La magia de la Sinceridad




Es divertido y de agradecer. Es algo más que gratificante que quien tienes en frente sea honesto. Hablar claro es una virtud que escasea cada vez más por las calles.
Nunca me gustaron los golpes en pecho. Las palabras dicen vuelan al ritmo del soplo del viento. Sin embargo el día a día, ese, no es nunca susceptible de mentiras. Hoy puedes teatralizar y está en tu mano manipular cada gesto, pero no puedes hacerlo por tiempo ilimitado. Cada uno somos y llevamos dentro un alma, una forma de ser y responder ante las situaciones, que sale irremediablemente de nuestro más profundo interior, por más que insistamos en convertirnos a veces premeditado o no, en quienes no somos.
Decir la verdad no esta premiado  y cada vez creo más firmemente que así debería ser.

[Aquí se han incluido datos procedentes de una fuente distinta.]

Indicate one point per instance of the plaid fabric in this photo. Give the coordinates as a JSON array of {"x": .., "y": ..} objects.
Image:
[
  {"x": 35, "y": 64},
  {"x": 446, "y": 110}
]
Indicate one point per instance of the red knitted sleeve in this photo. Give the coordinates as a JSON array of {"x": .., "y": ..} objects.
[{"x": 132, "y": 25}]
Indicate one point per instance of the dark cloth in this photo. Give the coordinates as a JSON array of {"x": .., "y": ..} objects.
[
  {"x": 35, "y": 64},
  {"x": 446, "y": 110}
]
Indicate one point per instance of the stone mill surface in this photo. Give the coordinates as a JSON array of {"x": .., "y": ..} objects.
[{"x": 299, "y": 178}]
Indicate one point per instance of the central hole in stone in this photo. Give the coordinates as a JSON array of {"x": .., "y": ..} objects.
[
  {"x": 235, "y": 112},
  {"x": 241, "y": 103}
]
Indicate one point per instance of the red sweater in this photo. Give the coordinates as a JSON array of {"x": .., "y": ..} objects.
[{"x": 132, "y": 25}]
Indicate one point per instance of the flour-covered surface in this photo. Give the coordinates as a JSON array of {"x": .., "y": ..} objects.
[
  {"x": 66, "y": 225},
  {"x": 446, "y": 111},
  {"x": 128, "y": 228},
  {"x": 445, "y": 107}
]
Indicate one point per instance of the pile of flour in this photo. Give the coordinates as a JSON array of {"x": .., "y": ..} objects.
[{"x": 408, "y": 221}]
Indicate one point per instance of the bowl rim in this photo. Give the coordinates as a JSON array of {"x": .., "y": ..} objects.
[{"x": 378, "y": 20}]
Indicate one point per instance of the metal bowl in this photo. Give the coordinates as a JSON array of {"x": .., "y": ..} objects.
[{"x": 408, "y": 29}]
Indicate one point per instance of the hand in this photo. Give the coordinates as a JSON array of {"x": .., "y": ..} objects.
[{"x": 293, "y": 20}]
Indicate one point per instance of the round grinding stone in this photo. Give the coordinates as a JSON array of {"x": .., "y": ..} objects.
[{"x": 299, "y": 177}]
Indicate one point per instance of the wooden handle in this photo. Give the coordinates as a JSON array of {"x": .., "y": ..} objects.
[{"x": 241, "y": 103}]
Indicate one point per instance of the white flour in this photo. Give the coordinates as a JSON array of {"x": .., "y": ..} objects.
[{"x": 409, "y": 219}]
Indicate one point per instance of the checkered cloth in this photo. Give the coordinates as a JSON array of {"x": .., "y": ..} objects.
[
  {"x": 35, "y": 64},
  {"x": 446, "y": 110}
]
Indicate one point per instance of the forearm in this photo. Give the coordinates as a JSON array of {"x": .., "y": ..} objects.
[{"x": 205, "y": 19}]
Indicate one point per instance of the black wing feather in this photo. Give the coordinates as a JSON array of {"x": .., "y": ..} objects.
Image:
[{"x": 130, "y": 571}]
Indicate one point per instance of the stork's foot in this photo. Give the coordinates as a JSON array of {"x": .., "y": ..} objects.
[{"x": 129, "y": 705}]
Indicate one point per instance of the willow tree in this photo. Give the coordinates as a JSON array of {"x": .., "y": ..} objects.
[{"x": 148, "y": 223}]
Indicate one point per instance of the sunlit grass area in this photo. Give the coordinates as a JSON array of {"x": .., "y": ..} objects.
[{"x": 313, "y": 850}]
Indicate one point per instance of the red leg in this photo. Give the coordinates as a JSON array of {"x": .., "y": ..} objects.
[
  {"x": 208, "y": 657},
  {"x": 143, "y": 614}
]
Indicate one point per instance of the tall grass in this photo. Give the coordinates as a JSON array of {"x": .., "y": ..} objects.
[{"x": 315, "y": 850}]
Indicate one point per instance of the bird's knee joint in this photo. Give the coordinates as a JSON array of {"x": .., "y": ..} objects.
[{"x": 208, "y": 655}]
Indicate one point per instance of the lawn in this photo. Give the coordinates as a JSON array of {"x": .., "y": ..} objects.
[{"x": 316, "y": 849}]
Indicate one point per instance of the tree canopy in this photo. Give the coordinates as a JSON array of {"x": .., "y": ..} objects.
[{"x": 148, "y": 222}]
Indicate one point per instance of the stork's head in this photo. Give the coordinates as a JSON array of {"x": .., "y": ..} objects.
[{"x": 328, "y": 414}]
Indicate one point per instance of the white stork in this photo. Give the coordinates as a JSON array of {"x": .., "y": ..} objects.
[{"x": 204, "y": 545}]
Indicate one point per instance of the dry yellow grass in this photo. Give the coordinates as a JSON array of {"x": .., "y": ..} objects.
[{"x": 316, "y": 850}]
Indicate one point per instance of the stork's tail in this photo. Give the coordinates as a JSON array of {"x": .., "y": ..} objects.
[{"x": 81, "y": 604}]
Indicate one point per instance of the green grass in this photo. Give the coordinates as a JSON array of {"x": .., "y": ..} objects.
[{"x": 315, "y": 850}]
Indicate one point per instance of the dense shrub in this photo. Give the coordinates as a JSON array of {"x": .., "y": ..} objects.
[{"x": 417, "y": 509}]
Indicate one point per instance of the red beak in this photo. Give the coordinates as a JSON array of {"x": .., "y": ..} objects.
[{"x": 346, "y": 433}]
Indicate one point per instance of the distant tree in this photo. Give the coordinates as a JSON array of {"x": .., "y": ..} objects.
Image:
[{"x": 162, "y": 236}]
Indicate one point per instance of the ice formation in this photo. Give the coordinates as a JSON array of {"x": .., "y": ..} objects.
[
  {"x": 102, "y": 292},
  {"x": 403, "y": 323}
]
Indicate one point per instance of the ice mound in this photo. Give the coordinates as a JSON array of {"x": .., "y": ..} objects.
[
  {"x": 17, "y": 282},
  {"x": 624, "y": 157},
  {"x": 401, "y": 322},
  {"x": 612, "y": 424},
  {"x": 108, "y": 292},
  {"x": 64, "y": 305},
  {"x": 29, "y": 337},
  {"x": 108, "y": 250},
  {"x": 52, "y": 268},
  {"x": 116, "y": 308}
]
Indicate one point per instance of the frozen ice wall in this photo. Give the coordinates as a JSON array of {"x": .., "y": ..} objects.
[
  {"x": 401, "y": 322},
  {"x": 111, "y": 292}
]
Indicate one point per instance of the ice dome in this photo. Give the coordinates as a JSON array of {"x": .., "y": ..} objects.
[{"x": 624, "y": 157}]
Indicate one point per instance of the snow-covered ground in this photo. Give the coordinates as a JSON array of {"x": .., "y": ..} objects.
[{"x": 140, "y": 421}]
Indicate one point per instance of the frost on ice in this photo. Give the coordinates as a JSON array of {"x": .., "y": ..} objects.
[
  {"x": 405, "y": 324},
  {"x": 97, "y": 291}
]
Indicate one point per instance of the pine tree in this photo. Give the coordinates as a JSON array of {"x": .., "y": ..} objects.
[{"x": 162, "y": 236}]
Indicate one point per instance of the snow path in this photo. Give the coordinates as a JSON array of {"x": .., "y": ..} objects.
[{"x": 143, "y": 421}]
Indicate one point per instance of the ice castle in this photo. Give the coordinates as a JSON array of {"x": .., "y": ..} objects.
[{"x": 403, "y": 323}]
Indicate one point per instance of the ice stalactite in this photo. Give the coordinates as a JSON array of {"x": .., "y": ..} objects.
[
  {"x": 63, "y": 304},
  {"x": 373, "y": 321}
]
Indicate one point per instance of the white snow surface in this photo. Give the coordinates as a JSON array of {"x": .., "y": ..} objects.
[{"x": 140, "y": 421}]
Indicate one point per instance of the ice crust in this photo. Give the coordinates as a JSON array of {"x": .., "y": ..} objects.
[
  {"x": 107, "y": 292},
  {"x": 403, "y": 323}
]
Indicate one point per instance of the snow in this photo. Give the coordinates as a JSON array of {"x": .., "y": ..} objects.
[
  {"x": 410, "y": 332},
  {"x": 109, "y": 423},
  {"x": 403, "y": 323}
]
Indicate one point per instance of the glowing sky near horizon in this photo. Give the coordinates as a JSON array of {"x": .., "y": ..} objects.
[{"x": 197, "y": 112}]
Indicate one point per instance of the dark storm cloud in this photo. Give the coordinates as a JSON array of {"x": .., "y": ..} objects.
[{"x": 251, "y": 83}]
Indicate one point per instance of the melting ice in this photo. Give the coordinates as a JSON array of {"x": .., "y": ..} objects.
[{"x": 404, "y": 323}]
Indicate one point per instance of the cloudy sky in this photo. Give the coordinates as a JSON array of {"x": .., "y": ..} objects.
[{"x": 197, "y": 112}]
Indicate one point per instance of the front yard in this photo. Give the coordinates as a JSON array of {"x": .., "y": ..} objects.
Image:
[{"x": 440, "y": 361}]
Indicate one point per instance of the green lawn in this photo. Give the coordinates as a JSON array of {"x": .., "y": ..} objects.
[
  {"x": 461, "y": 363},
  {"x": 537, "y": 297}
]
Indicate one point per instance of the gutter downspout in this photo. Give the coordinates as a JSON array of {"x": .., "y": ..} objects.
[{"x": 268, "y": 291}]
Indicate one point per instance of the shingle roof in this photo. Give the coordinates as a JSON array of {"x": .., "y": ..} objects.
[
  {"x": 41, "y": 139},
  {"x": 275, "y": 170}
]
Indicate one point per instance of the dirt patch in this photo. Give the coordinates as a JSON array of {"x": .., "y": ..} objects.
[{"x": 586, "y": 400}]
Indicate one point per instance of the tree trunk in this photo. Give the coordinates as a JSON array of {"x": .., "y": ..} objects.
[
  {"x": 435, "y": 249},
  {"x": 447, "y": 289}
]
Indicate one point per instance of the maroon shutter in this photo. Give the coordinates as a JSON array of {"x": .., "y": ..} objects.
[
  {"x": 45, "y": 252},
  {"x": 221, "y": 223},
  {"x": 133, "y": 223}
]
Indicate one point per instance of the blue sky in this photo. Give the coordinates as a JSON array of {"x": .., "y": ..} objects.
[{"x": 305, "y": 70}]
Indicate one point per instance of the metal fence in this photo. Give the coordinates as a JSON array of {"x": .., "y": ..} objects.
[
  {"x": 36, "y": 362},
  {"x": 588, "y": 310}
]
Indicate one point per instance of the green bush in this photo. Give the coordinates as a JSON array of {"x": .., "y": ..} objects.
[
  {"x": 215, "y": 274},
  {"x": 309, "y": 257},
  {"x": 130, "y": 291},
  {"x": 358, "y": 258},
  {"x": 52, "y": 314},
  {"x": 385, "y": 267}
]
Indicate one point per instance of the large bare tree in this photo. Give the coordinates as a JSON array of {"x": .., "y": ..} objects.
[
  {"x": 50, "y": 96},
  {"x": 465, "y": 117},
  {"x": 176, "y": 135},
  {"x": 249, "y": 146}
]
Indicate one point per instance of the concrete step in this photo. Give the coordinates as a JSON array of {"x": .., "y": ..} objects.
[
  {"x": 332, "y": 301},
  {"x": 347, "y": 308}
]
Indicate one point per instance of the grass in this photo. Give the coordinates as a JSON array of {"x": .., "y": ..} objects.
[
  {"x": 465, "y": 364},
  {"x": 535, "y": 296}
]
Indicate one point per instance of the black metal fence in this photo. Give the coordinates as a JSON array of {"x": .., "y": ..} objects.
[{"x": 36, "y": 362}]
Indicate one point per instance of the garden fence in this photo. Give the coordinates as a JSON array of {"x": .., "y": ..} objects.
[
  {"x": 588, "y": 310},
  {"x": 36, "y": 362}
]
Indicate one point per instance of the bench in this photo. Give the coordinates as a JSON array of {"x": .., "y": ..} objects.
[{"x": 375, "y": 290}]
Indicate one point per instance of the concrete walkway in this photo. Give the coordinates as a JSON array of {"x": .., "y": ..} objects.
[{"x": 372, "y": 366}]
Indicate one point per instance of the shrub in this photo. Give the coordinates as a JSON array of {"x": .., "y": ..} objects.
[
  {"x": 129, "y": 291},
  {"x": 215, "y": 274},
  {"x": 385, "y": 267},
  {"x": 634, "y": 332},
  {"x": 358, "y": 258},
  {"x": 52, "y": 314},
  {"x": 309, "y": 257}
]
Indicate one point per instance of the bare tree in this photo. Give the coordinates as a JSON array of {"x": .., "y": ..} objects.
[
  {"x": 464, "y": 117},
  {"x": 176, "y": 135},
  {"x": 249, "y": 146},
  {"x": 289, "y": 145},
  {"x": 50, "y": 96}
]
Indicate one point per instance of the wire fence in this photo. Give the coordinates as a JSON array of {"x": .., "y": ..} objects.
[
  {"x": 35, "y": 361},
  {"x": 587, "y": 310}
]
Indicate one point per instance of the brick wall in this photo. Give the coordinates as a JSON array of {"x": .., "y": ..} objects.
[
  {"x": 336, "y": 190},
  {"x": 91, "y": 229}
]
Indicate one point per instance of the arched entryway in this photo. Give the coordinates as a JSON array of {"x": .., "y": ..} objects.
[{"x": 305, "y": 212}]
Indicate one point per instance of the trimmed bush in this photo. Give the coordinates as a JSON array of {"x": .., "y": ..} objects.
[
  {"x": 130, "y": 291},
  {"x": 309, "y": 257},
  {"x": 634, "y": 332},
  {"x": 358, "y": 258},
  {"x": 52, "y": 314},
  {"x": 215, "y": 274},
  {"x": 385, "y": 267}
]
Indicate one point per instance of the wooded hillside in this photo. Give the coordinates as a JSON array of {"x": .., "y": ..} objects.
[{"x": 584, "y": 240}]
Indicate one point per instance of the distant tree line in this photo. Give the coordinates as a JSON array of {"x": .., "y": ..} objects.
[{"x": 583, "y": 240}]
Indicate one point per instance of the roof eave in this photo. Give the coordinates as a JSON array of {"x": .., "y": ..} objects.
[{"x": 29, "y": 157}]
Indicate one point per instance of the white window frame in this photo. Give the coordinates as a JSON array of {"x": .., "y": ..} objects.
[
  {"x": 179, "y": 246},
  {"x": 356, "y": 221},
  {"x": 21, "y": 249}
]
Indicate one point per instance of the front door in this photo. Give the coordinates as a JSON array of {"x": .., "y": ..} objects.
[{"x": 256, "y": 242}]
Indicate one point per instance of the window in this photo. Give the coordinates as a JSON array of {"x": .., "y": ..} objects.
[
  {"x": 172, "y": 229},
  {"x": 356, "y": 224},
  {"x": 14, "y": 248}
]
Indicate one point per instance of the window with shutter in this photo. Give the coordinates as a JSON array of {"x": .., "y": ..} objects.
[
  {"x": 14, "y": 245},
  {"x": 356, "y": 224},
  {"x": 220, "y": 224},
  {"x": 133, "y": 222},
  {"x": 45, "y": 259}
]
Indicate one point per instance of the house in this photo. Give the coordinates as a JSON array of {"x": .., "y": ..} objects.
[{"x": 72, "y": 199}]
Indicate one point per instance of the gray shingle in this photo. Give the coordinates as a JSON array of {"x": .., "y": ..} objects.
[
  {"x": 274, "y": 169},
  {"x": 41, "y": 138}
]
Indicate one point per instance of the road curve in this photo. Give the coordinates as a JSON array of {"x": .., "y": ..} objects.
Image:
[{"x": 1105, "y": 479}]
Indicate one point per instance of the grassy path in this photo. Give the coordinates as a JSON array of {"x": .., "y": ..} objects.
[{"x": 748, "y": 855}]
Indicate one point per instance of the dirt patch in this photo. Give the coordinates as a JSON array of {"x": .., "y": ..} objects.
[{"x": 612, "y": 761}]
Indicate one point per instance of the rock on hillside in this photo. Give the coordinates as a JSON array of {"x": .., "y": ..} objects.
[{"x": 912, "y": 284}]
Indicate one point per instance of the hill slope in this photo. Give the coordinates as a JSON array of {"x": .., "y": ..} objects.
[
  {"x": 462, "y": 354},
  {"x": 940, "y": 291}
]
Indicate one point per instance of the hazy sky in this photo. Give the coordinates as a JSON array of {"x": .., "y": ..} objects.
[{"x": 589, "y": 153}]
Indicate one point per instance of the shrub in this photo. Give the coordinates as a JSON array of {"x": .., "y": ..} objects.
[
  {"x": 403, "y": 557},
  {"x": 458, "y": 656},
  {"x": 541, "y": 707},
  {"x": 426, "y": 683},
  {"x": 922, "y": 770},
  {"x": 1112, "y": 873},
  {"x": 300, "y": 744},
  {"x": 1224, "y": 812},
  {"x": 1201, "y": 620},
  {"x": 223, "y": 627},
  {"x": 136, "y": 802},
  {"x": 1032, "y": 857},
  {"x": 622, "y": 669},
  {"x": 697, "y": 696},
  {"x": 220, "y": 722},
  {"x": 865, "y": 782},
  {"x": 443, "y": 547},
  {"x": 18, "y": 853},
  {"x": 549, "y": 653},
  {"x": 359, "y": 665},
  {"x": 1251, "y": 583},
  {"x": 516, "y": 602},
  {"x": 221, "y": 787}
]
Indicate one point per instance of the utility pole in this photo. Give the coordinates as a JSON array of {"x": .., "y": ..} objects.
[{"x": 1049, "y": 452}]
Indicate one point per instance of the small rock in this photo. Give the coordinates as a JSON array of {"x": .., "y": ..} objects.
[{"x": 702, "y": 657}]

Dicen que los niños suelen ser las criaturas más verdaderas y auténticas en relación a este comportamiento, que son más que transparentes. A veces, me he preguntado en que punto del viaje, en el cual todos hemos sido niños, perdemos el don de gritar a los cuatro vientos sin miedo a perjuicios, lo que pensamos.
Lo bonito de este mundo es que somos diferentes, la variedad y la mezcla da lugar a multiculturalidad. Las versiones de un mismo hecho, y las miradas subjetivas de un vistazo, nos convierten en únicos.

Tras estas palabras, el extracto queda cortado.